Seniors Housing – Private Pay vs. Medicaid
Seniors Housing – Private Pay vs. Medicaid – by Jason Punzel
As seniors housing communities age, many owners struggle to decide when they should start to accept Medicaid residents at their community. For newer properties in affluent areas, it is very easy to accept only Private Pay residents. Additionally, for older buildings in rural or less affluent areas, often times Medicaid is the only payor source that allows an owner to keep their community full with residents.
The debate between Private Pay vs. Medicaid can be difficult with communities that are 10 – 20 years old, in moderate income areas, that may be over built. Often times a community starts out as all Private Pay when it is built, but as the community ages and new competition is built, future Private Pay residents go to the newer communities, leaving the existing community with lower occupancy. This community must now decide on how to attract new residents to keep occupancy high and often decides to start accepting Medicaid, which typically has 30-50% lower rates. The idea is that a full community with some Medicaid is better than a community with all Private Pay, but low occupancy. However, with lower revenue coming in, there is less money to complete new capital projects which results in less Private Pay residents wanting to go to this community and thus, an increasingly higher rate of Medicaid residents.
Different Strategies for Older Communities:
When a community faces lower occupancy because it is no longer the newest community in the market place, it must decide what their future strategy will be. It might be to do a major capital improvement so it can compete with other newer facilities for Private Pay residents, or to focus more on “middle market” Private Pay residents providing a nice facility with activities and services, but at more moderate rates than the high-cost provider that is focusing on the highest end amenities. The goal would be to keep the community at a very high occupancy at moderate prices.
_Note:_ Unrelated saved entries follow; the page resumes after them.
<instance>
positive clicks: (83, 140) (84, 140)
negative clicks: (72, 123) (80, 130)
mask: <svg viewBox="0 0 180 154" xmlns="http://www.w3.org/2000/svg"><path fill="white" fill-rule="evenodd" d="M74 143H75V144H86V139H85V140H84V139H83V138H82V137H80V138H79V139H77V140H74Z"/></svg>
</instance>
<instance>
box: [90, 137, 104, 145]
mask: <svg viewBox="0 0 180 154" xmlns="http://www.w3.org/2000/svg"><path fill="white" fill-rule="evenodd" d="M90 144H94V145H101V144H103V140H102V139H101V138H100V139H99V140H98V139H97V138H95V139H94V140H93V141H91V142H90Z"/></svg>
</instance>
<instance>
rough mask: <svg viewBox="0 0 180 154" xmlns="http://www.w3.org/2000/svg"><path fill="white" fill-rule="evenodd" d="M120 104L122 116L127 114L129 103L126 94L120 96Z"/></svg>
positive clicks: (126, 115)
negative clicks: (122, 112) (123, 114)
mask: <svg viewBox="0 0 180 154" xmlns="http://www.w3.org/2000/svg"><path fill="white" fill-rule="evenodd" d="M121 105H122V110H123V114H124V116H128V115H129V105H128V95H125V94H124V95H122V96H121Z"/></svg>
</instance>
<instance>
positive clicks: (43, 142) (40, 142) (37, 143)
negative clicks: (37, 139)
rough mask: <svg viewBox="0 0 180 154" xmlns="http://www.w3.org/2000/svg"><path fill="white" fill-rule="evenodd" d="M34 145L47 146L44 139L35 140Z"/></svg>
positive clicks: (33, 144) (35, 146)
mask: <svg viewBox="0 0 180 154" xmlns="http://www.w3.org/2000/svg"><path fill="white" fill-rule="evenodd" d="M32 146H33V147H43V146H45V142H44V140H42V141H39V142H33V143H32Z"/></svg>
The final decision might be to allow the community to accept a high percentage of Medicaid residences, while keeping capital projects, amenities and extras at a minimum. Of course, the community would still strive to give all the needed medical and personal services, but extras would be limited.
It is important for owners to honestly assess where their community fits in the market place and adjust accordingly so it can achieve a high occupancy, be profitable, while providing for the needs of the residents.